Pour apprécier le fruit de ces efforts, le spectateur doit d’abord s’abandonner au rythme particulier du film. «Je demande de la patience [au spectateur] au début, mais où je crois que le film va lui rendre quelque chose en retour», estime la réalisatrice. Les dialogues, qu’elle juge «oniriques» et «décalés», «peut-être de deux pas de notre réalité quotidienne», sont en partie responsables de ce décalage.
«Je pense qu’à ce niveau-là, c’est Éliane [Préfontaine, dont le personnage porte le même nom] qui avait le plus gros défi: c’est qu’on embarque avec elle tout de suite dans le type de discussion qu’elle va avoir, pour que par la suite, quand ça bifurque vers l’anglais, et que ça bifurque vers l’espagnol puis vers le mandarin, je trouve qu’on est déjà habitués à ces types de dialogues-là, ce rythme-là.»
La réalisatrice ne tarit d’ailleurs pas d’éloges à propos de son actrice, également musicienne accomplie (elle fait notamment partie du trio électro Paupière, qui lancera son premier album ce printemps). La collaboration entre les deux femmes a débuté il y a six ans, lorsque Préfontaine a joué dans le court-métrage La Ronde, que Goyette réalisait. L’actrice avait également joué la musique pour Le Futur proche, cinquième court de la cinéaste.
«Éliane, un peu comme moi, a cette ouverture à l’autre, résume Sophie Goyette. On a cette soif-là, de curiosité, d’aventure, et c’est quelque chose qui nourrit le film: de pas avoir peur de l’Autre avec un grand A, parce que ça peut vraiment être un miroir.»
Pour l’actrice, le cinéma de Sophie Goyette est unique: «C’est une douceur, c’est un instinct vraiment fort, c’est beaucoup de sensibilité, puis de l’espoir.
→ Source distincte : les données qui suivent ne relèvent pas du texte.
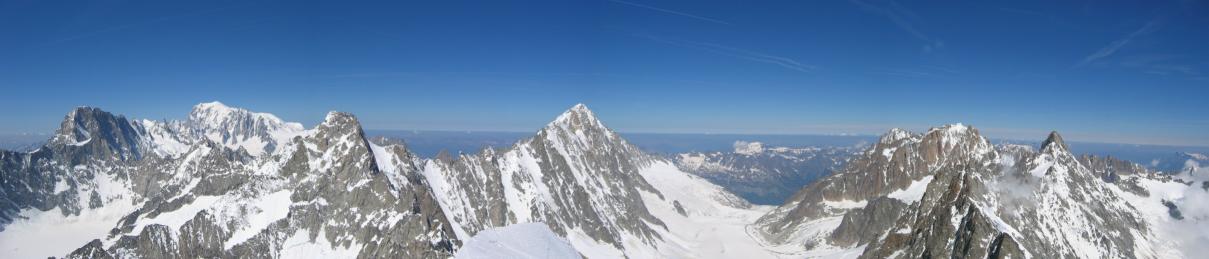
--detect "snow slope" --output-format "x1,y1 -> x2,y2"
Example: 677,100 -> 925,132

C’est pas un film qui oppresse, c’est un film qui élève en bout de ligne.»
Mes nuits feront écho est certes porteur de lumière. «Je crois que tout le monde on a quelque chose de spécial, et je voulais le donner à chacun des personnages», déclare la créatrice, qui adore donner des talents cachés qui se révéleront en cours de route à ses protagonistes.
Ainsi, on commence par suivre Éliane, jeune femme mélancolique qui gagne sa vie en faisant la princesse dans des fêtes pour enfants et qui se retrouvera au Mexique, question de voir si elle y est. Entre ensuite en scène Romes, père aimant qui a pourtant une relation distante avec son propre père, Pablo, qui complète le trio de personnages. Le père et le fils se retrouveront en Chine pour un ultime voyage, qui leur permettra d’amener ailleurs leur relation.
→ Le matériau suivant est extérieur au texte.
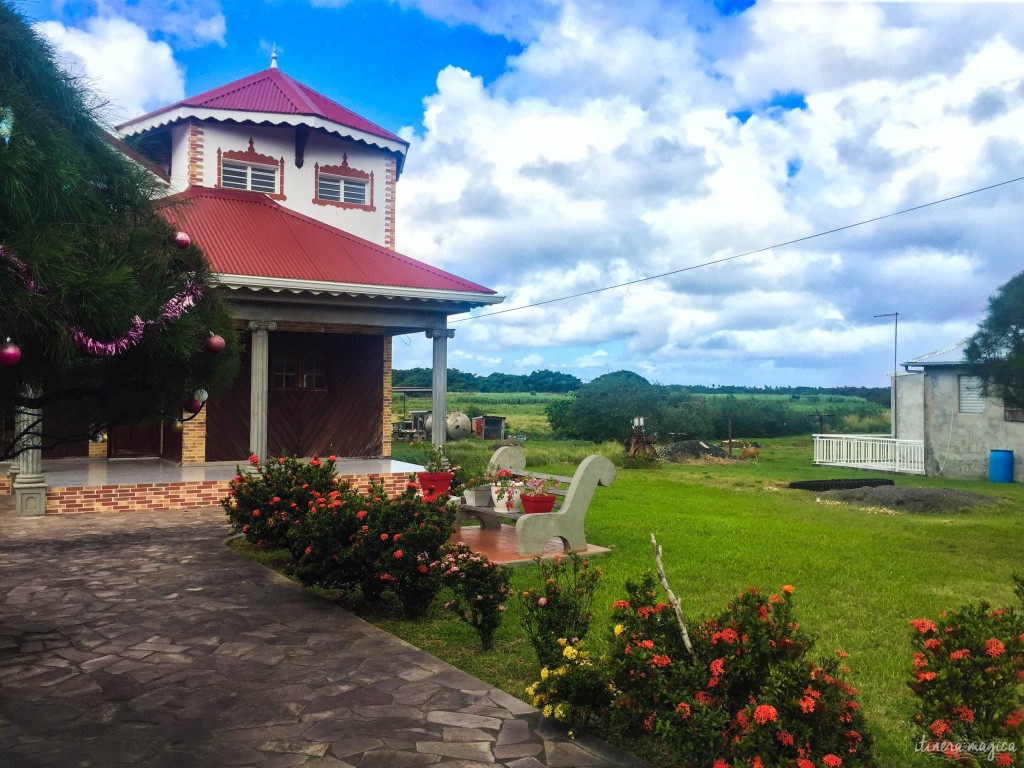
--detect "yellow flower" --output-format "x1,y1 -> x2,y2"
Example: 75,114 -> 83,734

Le récit se déploie à la manière d’une course à relai: «Les personnages se passent la balle, résume Éliane. Moi j’arrive à mon point b et je passe la balle à Romes et lui s’en va ailleurs. Je trouvais ça beau que ça ne soit pas une résolution de personnage, mais vraiment qu’on se passe le flambeau de personnage en personnage.» «Je pense que ce sont des gens qui, en dévoilant leur intériorité, essaient de se faire écho pour s’aider», complète la réalisatrice. «Des fois, on va au bout du monde pour se confronter alors que tout est déjà là.»
La quête de ces trois personnages cadre particulièrement avec le début d’année, toujours riche de promesses et de bonnes intentions. «On sort des fêtes et on est tous, veut, veut pas, en remise en question, expose Sophie Goyette. J’offre [aux spectateurs] des personnages qui font ça, sur grand écran, pour les accompagner.» Le film sera présenté sur cinq écrans du Québec à compter d’aujourd’hui.
À l’instar des personnages du film qu’on voit dans leur processus d’affranchissement, l’année qui vient s’annonce faste pour la cinéaste et pour l’actrice. Mes nuits feront écho est en compétition internationale dans la section Bright Future festival de films de Rotterdam, alors que le projet musical d’Éliane, Paupière, sera en tournée en Italie au même moment, et sortira un premier album sur étiquette Lisbon Lux peu de temps après. Une éclosion simultanée pour deux rêveuses doublées de travailleuses acharnées.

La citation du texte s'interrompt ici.